Organizations that have rushed into contact centre AI have experienced unsuccessful and expensive proofs-of-concept, stalled pilots, and disillusionment with the entire topic of AI.

Many myths are circulating about the costs and benefits of AI. Now that the dust is settling after the initial scramble to bring AI into the contact centre, let’s try to establish some rules of thumb for maximizing the benefit and minimizing the disruption of contact centre AI.

Artificial Intelligence (AI) has existed as a concept since the 1950s. In 2022, with the launch of generative AI platforms like ChatGPT, DALL-E, and Midjourney, AI went mainstream.

Now, every contact centre technology vendor has jumped on the AI bandwagon, and it seems that no product is complete unless it is packed with “AI” features.

AI certainly has the potential to improve the customer experience, enhance the working lives of agents, drive up productivity, and unlock cost savings.

We explore how AI can help contact centres enhance customer experience in this blog. But there’s no such thing as a free lunch.

AI has been characterized as the 4th industrial revolution, disrupting businesses in every industry sector. contact centre leaders are feeling the pressure to adopt AI.

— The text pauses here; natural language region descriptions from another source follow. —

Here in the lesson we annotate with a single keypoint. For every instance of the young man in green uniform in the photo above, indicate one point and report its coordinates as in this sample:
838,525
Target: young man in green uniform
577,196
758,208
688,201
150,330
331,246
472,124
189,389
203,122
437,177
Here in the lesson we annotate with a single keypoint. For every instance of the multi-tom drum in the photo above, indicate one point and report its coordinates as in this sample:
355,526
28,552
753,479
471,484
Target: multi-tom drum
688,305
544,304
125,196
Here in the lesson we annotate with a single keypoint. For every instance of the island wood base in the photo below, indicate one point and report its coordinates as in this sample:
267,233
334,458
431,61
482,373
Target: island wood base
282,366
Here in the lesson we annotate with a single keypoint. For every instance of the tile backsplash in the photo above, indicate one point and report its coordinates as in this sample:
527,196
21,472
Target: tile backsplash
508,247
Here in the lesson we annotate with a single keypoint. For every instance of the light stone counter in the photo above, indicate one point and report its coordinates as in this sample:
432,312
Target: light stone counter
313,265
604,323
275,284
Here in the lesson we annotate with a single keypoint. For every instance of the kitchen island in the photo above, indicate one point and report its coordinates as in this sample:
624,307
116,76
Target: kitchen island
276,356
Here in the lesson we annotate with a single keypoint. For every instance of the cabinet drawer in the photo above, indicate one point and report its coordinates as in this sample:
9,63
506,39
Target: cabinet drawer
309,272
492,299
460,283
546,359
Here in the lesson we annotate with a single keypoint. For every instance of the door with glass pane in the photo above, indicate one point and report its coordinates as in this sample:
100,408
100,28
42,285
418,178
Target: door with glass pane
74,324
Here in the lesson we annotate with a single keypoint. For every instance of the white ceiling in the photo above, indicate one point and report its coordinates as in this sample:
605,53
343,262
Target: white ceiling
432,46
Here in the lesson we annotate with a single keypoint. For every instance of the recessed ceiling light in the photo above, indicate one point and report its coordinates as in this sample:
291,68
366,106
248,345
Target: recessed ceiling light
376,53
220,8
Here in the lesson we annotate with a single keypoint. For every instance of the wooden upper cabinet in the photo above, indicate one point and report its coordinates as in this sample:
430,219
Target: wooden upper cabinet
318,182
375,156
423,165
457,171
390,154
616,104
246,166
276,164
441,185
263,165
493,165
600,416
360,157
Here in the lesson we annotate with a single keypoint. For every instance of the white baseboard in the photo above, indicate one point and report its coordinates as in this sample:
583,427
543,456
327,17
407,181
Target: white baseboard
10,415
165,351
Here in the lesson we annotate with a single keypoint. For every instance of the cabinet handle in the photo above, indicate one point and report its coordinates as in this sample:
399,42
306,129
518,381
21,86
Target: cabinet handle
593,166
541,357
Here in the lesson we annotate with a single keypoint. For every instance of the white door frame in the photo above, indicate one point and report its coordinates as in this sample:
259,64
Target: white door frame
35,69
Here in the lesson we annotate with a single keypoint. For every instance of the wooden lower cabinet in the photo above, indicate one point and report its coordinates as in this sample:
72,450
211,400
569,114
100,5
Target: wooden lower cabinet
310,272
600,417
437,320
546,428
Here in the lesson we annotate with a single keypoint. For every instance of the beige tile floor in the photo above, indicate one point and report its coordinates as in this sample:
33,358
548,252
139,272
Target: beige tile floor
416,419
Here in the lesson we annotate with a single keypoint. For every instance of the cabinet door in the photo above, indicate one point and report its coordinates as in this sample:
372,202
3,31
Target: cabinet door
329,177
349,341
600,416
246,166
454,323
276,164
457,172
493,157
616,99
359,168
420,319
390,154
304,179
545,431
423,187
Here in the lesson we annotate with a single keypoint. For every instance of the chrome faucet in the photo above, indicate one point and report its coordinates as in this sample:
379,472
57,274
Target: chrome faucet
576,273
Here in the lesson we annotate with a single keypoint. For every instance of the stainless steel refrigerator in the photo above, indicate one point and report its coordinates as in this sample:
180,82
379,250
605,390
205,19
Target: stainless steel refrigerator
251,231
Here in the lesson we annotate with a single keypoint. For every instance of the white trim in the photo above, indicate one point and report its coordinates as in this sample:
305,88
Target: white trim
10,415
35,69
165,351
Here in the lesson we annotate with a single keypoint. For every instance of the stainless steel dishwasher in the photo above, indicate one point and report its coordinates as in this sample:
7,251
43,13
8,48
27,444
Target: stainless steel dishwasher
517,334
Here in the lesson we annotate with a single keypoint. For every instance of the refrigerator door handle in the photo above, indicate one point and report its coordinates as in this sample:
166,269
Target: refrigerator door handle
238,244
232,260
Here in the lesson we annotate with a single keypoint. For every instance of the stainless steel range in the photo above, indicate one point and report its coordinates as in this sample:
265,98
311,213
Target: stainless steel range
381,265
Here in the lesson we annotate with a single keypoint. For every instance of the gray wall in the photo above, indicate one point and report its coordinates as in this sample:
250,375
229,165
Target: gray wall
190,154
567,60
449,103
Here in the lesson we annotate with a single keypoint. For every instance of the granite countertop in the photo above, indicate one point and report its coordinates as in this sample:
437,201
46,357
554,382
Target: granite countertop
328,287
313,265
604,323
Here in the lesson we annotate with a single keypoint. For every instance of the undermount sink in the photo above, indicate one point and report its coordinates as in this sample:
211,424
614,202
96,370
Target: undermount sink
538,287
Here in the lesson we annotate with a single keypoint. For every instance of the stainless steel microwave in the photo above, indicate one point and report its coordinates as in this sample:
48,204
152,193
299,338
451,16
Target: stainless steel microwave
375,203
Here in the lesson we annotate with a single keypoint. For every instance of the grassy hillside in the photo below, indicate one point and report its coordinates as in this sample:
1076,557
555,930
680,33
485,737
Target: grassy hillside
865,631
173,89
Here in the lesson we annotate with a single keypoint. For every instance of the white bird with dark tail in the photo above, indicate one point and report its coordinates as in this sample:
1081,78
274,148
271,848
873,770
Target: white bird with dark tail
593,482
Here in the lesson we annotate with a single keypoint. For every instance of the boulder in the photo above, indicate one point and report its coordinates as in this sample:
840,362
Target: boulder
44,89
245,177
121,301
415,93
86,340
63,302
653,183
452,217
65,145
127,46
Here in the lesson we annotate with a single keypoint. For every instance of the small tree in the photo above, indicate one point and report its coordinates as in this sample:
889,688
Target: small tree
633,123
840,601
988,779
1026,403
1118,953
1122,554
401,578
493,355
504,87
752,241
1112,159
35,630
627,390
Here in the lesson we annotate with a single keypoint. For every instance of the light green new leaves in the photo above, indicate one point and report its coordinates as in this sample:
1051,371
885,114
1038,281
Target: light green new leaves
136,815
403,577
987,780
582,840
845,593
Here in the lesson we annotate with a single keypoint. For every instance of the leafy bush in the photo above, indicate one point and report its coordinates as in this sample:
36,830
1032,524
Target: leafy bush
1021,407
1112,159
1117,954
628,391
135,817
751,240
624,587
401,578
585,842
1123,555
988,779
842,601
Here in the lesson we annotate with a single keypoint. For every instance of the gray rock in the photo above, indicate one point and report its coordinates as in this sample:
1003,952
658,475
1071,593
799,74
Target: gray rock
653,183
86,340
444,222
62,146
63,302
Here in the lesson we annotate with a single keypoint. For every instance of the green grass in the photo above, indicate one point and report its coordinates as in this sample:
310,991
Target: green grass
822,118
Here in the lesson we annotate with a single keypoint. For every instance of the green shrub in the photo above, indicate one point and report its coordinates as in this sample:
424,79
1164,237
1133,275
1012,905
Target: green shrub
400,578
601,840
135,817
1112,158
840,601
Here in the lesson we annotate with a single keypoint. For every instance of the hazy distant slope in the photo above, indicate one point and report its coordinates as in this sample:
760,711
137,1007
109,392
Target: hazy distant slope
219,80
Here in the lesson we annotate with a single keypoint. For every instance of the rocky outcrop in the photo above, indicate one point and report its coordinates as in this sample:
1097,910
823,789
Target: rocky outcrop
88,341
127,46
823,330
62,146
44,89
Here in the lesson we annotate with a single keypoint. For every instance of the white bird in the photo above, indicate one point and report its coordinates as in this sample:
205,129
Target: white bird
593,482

It’s easy to develop a fear of missing out, a feeling that if you don’t start using AI, you will fall behind your competitors.

You Need to be Realistic About Which Queries Can be Handled by AI

Despite the claims of the software vendors, anyone who has tried to use customer service AI chatbots will have formed a strong impression that AI can’t yet handle any conceivable customer interaction.

What’s more, if bots and other AI customer service tools prove incapable of helping, customers lose faith in them and try to find ways to immediately bypass the bot, which defeats the object of implementing AI in the first place.

In most countries, the millennial generation, generation Z and generation X make up the majority of the customer population. These generations are digital natives.

They prefer to solve problems on a self-service basis and only reach out to the contact centre as a last resort. It follows that if such customers can’t solve a problem themselves, AI will also struggle to solve it.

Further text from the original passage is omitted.